Geophis immaculatus
- Conservation status: Least Concern (IUCN 3.1)

Scientific classification
- Kingdom: Animalia
- Phylum: Chordata
- Class: Reptilia
- Order: Squamata
- Suborder: Serpentes
- Family: Colubridae
- Genus: Geophis
- Species: G. immaculatus
- Binomial name: Geophis immaculatus Downs, 1967

= Geophis immaculatus =

- Genus: Geophis
- Species: immaculatus
- Authority: Downs, 1967
- Conservation status: LC

Species of snake

Geophis immaculatus, Downs's earth snake, is a small snake of the colubrid family. It is native to Mexico and Guatemala. There are no recognized subspecies. Although not much has been documented about it, the population distribution is in abundance and is of least concern in terms of conservation status.

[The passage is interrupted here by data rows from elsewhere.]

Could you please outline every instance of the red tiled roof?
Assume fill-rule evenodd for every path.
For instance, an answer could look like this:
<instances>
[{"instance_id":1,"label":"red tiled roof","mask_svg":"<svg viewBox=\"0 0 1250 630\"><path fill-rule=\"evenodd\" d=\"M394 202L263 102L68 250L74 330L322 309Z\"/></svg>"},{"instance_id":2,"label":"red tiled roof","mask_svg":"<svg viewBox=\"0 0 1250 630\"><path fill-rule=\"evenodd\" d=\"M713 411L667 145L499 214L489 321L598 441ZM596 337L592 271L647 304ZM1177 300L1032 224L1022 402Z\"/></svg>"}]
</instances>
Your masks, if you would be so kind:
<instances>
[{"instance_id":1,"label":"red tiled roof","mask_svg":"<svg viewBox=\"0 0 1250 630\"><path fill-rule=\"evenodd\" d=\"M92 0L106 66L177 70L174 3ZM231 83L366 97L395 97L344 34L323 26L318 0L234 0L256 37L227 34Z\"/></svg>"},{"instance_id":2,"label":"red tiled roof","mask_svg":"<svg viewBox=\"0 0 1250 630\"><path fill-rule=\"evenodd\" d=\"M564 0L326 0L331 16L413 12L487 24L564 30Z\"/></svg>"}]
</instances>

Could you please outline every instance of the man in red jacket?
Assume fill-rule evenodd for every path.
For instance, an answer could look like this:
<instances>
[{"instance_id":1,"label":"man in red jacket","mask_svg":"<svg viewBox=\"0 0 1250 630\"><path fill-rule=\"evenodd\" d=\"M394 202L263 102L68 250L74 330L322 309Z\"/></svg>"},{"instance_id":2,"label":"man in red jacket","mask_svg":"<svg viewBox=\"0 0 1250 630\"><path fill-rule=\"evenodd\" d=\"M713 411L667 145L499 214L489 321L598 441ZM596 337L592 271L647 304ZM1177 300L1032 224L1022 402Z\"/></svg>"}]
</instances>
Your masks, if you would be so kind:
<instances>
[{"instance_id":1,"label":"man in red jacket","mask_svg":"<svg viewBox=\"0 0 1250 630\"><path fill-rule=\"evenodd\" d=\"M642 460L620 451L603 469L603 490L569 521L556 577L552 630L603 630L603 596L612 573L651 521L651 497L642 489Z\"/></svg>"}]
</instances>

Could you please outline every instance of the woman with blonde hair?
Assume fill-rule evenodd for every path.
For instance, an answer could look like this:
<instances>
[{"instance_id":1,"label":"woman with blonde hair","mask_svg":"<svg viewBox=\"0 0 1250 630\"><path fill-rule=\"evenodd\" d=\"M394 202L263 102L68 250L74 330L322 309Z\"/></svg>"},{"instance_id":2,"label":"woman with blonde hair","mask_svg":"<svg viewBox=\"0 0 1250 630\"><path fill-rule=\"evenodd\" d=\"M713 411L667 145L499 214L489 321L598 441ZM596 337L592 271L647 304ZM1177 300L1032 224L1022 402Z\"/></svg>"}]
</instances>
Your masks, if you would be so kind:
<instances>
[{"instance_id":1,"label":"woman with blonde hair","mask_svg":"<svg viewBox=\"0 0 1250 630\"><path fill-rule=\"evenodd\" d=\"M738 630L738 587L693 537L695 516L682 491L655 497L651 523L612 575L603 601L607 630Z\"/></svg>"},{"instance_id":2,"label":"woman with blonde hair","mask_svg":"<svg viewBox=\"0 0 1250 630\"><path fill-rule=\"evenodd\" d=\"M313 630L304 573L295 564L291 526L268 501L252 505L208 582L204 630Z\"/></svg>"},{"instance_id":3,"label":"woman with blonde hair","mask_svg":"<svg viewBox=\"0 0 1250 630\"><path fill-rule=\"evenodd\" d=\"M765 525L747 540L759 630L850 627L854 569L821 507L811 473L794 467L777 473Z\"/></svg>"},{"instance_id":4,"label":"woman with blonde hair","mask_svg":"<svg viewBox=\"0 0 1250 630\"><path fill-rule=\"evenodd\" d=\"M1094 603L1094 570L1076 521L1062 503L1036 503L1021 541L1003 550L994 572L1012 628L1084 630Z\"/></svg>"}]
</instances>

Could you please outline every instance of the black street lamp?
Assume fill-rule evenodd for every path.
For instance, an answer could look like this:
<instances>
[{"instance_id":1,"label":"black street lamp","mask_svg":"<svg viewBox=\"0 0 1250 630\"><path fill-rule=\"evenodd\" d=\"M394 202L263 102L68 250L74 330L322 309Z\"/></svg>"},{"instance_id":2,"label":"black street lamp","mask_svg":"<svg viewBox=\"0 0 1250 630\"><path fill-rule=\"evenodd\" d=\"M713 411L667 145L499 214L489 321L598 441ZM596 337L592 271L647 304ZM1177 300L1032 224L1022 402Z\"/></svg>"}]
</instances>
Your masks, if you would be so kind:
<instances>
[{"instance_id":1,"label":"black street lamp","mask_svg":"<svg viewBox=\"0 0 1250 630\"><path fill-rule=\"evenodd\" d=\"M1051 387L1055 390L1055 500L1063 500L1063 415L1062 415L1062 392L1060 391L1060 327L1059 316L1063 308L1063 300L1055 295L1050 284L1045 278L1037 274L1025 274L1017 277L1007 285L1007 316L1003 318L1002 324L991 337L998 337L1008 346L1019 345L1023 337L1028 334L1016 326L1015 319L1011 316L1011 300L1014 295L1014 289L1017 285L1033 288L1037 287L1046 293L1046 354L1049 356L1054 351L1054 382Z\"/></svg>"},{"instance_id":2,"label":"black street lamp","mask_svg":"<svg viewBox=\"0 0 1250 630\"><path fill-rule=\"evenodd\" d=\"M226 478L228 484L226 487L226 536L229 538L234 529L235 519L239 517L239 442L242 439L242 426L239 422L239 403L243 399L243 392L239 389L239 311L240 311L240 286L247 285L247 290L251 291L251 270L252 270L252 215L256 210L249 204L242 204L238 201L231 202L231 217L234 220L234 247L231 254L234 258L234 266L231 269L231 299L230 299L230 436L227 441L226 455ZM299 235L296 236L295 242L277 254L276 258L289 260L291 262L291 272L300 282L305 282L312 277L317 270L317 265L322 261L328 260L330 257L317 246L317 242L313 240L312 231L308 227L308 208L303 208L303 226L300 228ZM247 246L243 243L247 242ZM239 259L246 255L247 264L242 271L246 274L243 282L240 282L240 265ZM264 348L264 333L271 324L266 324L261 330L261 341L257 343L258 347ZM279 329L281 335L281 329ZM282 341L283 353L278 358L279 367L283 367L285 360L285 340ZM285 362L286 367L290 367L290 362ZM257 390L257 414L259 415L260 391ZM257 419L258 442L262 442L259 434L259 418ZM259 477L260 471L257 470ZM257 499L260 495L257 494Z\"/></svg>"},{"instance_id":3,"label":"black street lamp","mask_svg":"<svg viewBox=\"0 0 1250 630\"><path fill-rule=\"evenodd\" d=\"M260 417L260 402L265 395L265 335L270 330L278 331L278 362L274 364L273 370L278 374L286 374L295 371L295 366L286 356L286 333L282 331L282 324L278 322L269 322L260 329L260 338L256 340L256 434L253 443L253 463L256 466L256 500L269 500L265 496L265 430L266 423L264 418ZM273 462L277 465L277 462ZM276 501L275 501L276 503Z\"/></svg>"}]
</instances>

G. immaculatus is most closely related to the Geophis fulvoguttatus, a snake found exclusively in the Metapan mountains of El Salvador. The Geophis fulvoguttatus is characterised by more ventral scales and lateral reddish spots, which the G. immaculatus lacks. The two species are part of a group known as Geophis Dubius that includes 11 other snake species of Central America, as categorised by Floyd Leslie Downs.

==Habitat==
Geophis immaculatus is found in wet forests and cloud forests. Occasionally, it is observed in disturbed areas such as plantations. El Triunfo and Tacana Biosphere Reserve in Mexico are two places where it is known to inhabit.